The Washington Post newspaper has backed Finnish journalist Jessikka Aro in a dispute about an award.

Aro was supposed to be given an International Women of Courage award in the USA last week, presented by US First Lady Melania Trump.

However, the award was rescinded after American officials uncovered social media posts critical of American President Donald Trump.

Aro was one of the central organisers of a demonstration during the Putin-Trump Summit in July 2018 which brought several thousand people to Helsinki’s streets ostensibly protesting against the two world leaders – even though the event itself wasn’t billed as an anti-Trump or anti-Putin march per se.

Now, the Washington Post editorial says the decision to take back the award “is in keeping with a president who has set the tone of prizing loyalty and personal sycophancy over wisdom and vision”.
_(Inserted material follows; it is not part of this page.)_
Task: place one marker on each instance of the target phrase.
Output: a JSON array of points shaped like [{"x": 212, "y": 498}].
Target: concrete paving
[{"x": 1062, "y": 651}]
The editorial continues “Ms. Aro deserved the award. She should hold her head high for courage, unlike those who denied her the honor”.

Aro’s journalism exposed Russian trolls

Jessikka Aro became a household name in Finland for her 2015 work uncovering Russian internet trolls, and the so-called ‘troll factory’ where they work in St. Petersburg. She shone a light on official Russian disinformation campaigns, which work to spread fake news on social media.

For her journalism work, and for exposing herself to continuous harassments and threats, Aro received Bonnier’s Award for Journalism in 2016.

The International Women of Courage Award came with a trip to the USA, and a tour around the country in recognition of Aro’s journalism work. However a State Department spokesperson said there had been a “regrettable error” and that Aro had been “incorrectly notified” due to a “lack of coordination in communications with candidates and embassies”, in a story first reported by Foreign Policy magazine.